This PLoS Computational Biology tutorial was presented at ISMB
2010.
Introduction
Identification of differentially expressed pathways from expression data is an
important problem because it allows us to gain insights into the functional working
mechanism of cells beyond the detection of differentially expressed genes. In this
paper we present a brief guide to methods for the pathway analysis of expression
data. Despite the vast amount of different statistical methods that have been
developed so far, there is a considerable similarity among them, allowing a
systematic classification and a reduction to a few null hypotheses that are
effectively tested.
Systems biology aims to find emergent phenomena by the integration of heterogeneous
data. In general, data integration itself is a part of any scientific inference: its
elementary steps are the integration of observations (measurements) into the context
of biological knowledge. However, in the case of systems biology, the scale of
integration is many folds higher, resulting in a prodigious number of new
computational approaches for the simultaneous analyses of heterogeneous data. In
this paper we discuss one popular way of integrating biological knowledge into
large-scale genome-wide measurements, namely the identification of functionally
related genes (pathways) enriched or differentially expressed in gene expression
data [1]. It
should be noted that the approaches discussed are also applicable to the analyses
of, e.g., RNA-seq, metabolomics or proteomics data and, generally, different types
of biological measurements when preexisting biological knowledge is available.
In the early stages of methodological developments for gene expression data analyses,
most approaches were focused on producing so-called gene lists. This is a set of
individual genes called differentially expressed as identified by
univariate test statistics (e.g., a t-test) [2]–[4]. Instead, more recent approaches
clearly reflect systems biology's trend of data integration and interpretation
[5]–[7], focusing on sets of functionally related genes (e.g.,
from the same signaling or metabolic pathway) rather than individual genes.

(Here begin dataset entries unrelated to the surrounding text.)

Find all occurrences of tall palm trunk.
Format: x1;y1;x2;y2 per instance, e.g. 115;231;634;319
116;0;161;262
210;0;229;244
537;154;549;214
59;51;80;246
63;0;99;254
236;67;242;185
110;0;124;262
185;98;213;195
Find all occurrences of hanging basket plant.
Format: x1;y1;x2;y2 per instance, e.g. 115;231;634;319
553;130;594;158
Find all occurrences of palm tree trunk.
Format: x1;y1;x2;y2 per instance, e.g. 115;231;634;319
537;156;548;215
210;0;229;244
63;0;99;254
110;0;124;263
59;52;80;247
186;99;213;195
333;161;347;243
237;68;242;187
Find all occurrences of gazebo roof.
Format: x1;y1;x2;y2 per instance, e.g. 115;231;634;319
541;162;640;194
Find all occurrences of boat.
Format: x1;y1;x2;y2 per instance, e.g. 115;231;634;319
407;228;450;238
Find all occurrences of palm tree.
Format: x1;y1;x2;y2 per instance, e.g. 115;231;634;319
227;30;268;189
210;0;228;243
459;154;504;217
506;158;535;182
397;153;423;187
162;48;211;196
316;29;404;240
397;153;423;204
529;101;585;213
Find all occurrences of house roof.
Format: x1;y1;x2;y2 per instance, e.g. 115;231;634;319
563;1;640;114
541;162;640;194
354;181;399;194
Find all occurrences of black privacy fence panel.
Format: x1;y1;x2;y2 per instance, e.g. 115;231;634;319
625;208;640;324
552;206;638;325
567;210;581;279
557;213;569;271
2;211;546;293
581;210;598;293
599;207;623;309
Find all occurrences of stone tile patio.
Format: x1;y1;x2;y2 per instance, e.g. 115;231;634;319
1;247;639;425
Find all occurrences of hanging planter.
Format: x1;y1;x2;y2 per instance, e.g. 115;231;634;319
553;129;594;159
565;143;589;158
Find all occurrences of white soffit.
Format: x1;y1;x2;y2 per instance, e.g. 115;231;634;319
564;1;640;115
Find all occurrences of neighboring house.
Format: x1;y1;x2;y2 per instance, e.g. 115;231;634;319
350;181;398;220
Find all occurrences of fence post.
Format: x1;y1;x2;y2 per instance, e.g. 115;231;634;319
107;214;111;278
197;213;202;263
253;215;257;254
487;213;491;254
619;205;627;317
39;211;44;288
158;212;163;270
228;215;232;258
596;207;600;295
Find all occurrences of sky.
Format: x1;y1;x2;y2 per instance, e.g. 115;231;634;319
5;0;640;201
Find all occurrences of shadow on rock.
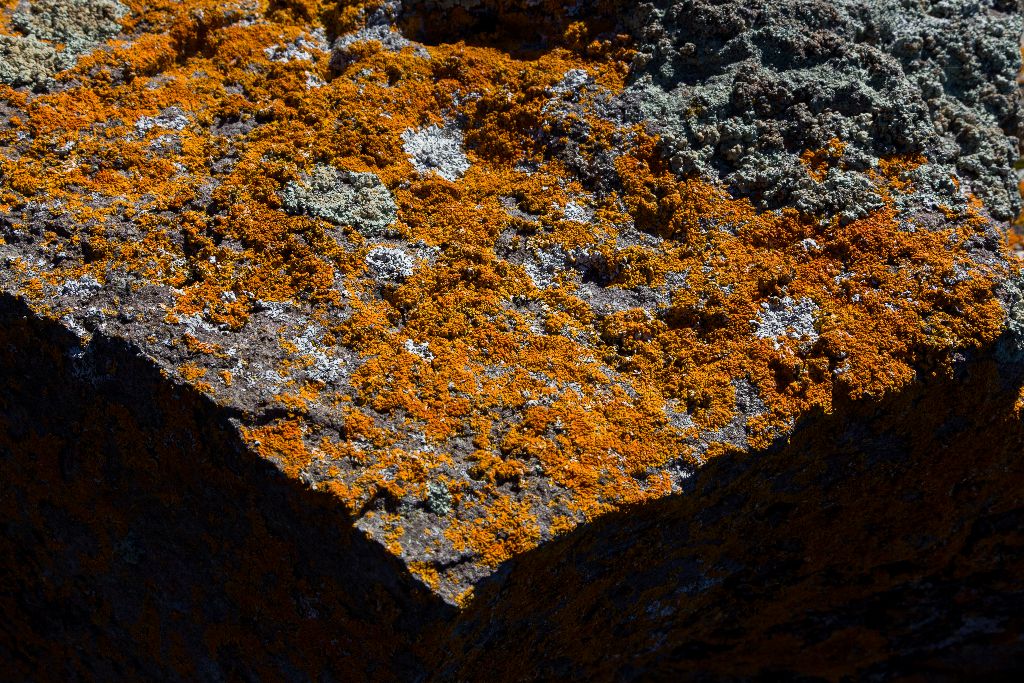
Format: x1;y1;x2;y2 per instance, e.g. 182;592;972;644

The purpose of this paper is to provide a brief guide to methods for the analysis
of
differentially expressed pathways or gene sets, which we simply call pathway-based
methods. For this reason, we emphasize an illustration of the methods rather than
their technical description. The reader is encouraged to follow the cited literature
for technical details.
Motivation for Pathway Approaches
In order to gain a deeper appreciation for the underlying concepts of methods aiming
to identify differentially expressed pathways, we briefly describe their overall
goal and some basic facts of molecular systems. First of all, the ultimate goal of
pathway-based approaches is to connect a molecular level with a phenotype of an
organism causally or at least associatively. In the case of a disease-related
phenotype, this could mean that certain molecular processes are responsible for the
manifestation or development of a disease [8], [9]. The difficulty in achieving
this goal is not only technical, e.g., deciding which method would allow us to
decipher molecular mechanisms underlying disease phenotypes. The selection of
appropriate entities at the molecular level, serving as measurement variables to
capture relevant information, remains an open problem as well. Despite considerable
differences between many pathway-based approaches [5], their common theme is to
focus on a systems level of functional components [10]–[12] of the
molecular system comprising many, as opposed to individual, genes.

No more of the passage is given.